INSERT INTO Students (name, score) VALUES
    ('Aさん', 95),
    ('Bさん', 85),
    ('Cさん', 75),
    ('Dさん', 65),
    ('Eさん', 55),
    ('Fさん', 45);
 * sqlite:///data.db
Done.
6 rows affected.





[]
%%sql
SELECT * FROM Students;
 * sqlite:///data.db
Done.
idnamescore
1Aさん95
2Bさん85
3Cさん75
4Dさん65
5Eさん55
6Fさん45

Example 1: Ranking according to scores

Let’s assign ranks (grades) according to the scores as follows.

  • 90 or more: S
  • 80 or more: A
  • 70 or more: B
  • 60 or more: C
  • Others: D
query = """
SELECT
    name,
    score,
    CASE
        WHEN score >= 90 THEN 'S'
        WHEN score >= 80 THEN 'A'
        WHEN score >= 70 THEN 'B'
        WHEN score >= 60 THEN 'C'
        ELSE 'D'
    END as grade
FROM
    Students;
"""

with sqlite3.connect("data.db") as conn:
    df = pl.read_database(query, connection=conn)
    display(df)

shape: (6, 3)

namescoregrade
“Aさん”95“S”
“Bさん”85“A”
“Cさん”75“B”
“Dさん”65“C”
“Eさん”55“D”
“Fさん”45“D”

In this way, by using the CASE expression in the SELECT clause, you can dynamically generate a new column based on the values of existing columns.

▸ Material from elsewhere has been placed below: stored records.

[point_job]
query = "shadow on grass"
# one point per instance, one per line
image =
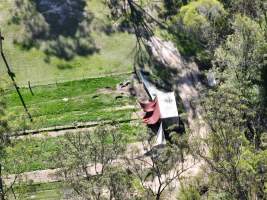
(62, 28)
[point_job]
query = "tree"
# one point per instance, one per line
(162, 166)
(62, 28)
(236, 114)
(91, 166)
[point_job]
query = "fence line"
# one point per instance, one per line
(58, 81)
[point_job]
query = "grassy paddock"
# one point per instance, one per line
(32, 154)
(44, 191)
(85, 102)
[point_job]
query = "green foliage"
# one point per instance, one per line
(235, 113)
(200, 25)
(63, 35)
(91, 155)
(189, 193)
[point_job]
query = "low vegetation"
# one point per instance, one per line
(66, 103)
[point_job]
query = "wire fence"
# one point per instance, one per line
(7, 85)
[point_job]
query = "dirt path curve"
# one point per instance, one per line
(185, 80)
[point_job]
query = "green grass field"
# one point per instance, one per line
(115, 53)
(85, 102)
(44, 191)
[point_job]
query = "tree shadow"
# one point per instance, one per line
(62, 28)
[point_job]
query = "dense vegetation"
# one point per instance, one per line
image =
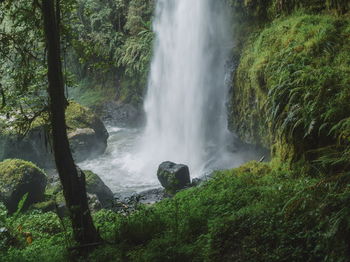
(258, 212)
(290, 93)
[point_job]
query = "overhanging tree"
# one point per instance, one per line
(73, 181)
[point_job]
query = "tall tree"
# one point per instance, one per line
(73, 181)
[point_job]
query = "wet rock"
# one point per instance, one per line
(94, 203)
(18, 177)
(87, 134)
(95, 186)
(82, 140)
(124, 115)
(173, 177)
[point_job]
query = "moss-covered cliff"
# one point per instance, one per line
(292, 86)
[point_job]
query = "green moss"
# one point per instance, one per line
(293, 90)
(91, 179)
(12, 170)
(78, 116)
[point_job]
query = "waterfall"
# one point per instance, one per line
(185, 103)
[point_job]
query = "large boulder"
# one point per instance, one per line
(18, 177)
(86, 132)
(95, 185)
(99, 195)
(121, 114)
(173, 177)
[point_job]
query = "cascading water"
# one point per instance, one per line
(185, 104)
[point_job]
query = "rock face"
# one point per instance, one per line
(95, 186)
(121, 114)
(86, 132)
(99, 195)
(18, 177)
(173, 176)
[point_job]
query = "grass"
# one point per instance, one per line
(292, 92)
(257, 212)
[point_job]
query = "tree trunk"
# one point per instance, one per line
(73, 182)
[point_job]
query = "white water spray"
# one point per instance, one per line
(185, 104)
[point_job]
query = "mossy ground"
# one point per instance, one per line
(258, 212)
(293, 91)
(12, 171)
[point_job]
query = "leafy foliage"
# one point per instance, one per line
(300, 83)
(257, 212)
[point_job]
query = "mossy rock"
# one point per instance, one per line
(95, 185)
(291, 92)
(18, 177)
(86, 132)
(173, 177)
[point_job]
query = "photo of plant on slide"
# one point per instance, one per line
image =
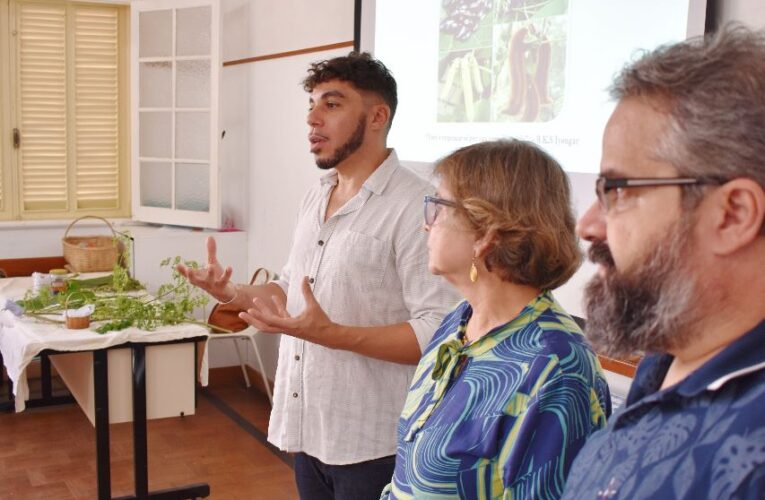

Example 2: Cross Tabulation (Conditional Aggregation)

Next, let’s aggregate the number of people for each rank. Usually, GROUP BY is used, but by combining the CASE expression and aggregate functions (SUM or COUNT), you can create a horizontal summary table (like a pivot table).

query = """
SELECT
    SUM(CASE WHEN score >= 80 THEN 1 ELSE 0 END) as Excellent_Count,
    SUM(CASE WHEN score >= 60 AND score < 80 THEN 1 ELSE 0 END) as Good_Count,
    SUM(CASE WHEN score < 60 THEN 1 ELSE 0 END) as Poor_Count
FROM
    Students;
"""

with sqlite3.connect("data.db") as conn:
    df = pl.read_database(query, connection=conn)
    display(df)

shape: (1, 3)

Excellent_CountGood_CountPoor_Count
222

Explanation

  • CASE WHEN condition THEN 1 ELSE 0 END returns 1 if the condition is met, and 0 otherwise.
  • By summing this up with SUM, you can count the number of rows that meet the condition.

This technique is very useful when you want to calculate KPIs for specific conditions in a single query.

Summary

In this article, I introduced the basic usage and application examples of the CASE expression.

  • Conditional Branching: You can convert data values according to conditions.
  • Cross Tabulation: By combining with aggregate functions, flexible aggregation becomes possible.

By mastering the CASE expression, the range of data processing in SQL will expand significantly.